La Voz de Galicia

Solo una época como la nuestra, con escasa querencia hacia la verdad, podría celebrar por todo lo alto a los falsificadores. Se dice que la hipocresía es el tributo que el vicio rinde a la virtud, pero de lo falso no se puede decir que rinda pleitesía a la verdad, sino todo lo contrario: lo falso, por definición, se apropia de lo verdadero, lo genuino, lo original, lo verdaderamente valioso y lo destruye y denigra. Lo calumnia. La falsedad es soberbia frente a la legítima imitación, que es modesta, reconoce lo auténtico e intenta acercársele como un modo de aprender. Andrés Trapiello lamentaba el otro día el éxito de una exposición de Elmyr de Hory, el más célebre falsificador de obras de arte. Le parecía una manera «de alimentar el resentimiento de las masas hacia lo original, sembrando la duda de que todo puede ser falso o, al revés, que no hay nada verdadero y genuino en este mundo».

Me recordó un aforismo de Cioran: «Diógenes se dedicaba a falsificar moneda.

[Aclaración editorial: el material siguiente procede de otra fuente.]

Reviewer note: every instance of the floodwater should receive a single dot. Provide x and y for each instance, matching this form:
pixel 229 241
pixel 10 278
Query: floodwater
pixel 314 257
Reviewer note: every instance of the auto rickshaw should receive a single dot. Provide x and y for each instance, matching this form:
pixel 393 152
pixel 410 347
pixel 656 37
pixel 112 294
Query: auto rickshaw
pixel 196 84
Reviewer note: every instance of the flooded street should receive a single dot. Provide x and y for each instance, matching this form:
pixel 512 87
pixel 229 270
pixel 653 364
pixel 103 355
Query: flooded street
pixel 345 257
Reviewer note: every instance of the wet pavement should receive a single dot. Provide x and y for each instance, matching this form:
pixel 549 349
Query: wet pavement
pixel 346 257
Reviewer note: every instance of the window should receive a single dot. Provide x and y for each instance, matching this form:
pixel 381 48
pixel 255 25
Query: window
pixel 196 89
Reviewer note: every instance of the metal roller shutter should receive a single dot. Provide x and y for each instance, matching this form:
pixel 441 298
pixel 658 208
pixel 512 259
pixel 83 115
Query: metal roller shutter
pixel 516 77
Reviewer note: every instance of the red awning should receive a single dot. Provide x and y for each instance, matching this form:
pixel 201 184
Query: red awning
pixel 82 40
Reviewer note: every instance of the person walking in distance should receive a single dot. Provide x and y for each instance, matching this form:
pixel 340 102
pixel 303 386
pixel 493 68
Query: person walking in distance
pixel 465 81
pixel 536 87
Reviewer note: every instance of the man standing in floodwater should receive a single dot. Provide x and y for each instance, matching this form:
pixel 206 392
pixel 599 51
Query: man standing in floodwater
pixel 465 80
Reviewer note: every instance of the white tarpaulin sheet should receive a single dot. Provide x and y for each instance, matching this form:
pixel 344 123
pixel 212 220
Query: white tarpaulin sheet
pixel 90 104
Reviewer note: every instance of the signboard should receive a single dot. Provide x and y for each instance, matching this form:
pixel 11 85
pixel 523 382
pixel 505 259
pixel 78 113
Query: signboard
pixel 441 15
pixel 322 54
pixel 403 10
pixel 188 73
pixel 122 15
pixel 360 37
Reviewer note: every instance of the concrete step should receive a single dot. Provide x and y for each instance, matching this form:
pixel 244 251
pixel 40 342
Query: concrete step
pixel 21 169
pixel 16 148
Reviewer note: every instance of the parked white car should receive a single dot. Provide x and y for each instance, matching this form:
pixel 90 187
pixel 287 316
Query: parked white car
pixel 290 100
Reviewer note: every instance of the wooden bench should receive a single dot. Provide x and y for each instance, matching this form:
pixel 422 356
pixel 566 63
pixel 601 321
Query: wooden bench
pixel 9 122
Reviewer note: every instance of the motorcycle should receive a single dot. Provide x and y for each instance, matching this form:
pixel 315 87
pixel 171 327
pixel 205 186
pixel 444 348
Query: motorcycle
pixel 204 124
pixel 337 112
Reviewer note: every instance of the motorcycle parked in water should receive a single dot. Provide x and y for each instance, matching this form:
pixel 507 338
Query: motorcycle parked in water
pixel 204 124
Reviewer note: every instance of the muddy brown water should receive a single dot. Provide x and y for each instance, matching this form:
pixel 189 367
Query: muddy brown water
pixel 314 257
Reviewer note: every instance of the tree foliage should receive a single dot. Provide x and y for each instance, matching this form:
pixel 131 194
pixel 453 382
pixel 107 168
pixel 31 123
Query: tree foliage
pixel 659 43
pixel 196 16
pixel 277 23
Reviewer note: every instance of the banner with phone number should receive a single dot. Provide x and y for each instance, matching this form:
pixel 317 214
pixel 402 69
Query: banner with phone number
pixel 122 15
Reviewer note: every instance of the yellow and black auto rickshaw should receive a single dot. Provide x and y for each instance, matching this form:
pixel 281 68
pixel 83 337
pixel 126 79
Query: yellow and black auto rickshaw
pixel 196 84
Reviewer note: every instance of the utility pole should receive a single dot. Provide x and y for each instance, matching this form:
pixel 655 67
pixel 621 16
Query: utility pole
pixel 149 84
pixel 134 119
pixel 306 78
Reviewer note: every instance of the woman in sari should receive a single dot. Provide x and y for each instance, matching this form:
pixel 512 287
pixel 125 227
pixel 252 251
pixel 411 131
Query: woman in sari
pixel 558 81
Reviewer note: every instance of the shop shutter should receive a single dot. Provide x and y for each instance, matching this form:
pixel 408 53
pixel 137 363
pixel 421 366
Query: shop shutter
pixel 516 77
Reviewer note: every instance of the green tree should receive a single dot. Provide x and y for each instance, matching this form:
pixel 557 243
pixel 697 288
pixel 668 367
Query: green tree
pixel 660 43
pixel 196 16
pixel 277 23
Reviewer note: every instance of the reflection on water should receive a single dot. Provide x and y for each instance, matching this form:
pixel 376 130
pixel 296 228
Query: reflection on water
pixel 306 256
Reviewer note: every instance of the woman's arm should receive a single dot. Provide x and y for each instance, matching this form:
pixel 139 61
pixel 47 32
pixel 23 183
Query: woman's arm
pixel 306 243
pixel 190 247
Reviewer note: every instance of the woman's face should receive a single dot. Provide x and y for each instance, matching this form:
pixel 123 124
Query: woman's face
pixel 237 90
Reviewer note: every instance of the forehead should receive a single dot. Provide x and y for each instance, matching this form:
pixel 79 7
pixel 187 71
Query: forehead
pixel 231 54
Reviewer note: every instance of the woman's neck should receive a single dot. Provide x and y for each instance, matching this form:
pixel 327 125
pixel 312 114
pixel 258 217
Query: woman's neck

Todo hombre que no crea en la verdad absoluta tiene derecho a falsificar cualquier cosa». Cabría completarlo para nuestra época: «Todo hombre que considera el dinero única verdad absoluta tiene derecho a falsificar cualquier cosa». De hecho, está condenado a hacerlo.

Lo falsificamos todo: no solo arte o moneda, falsificamos tesis doctorales, bolsos y polos, currículos, la contabilidad, el sabor a fresa y los ERE. No sé si ha habido un período histórico tan falsificador, así que entiendo, aunque lo lamente, el fervor por De Hory. Vivir en lo falso, entre Judas de plástico, es el castigo justo por despreciar los rigores de lo verdadero.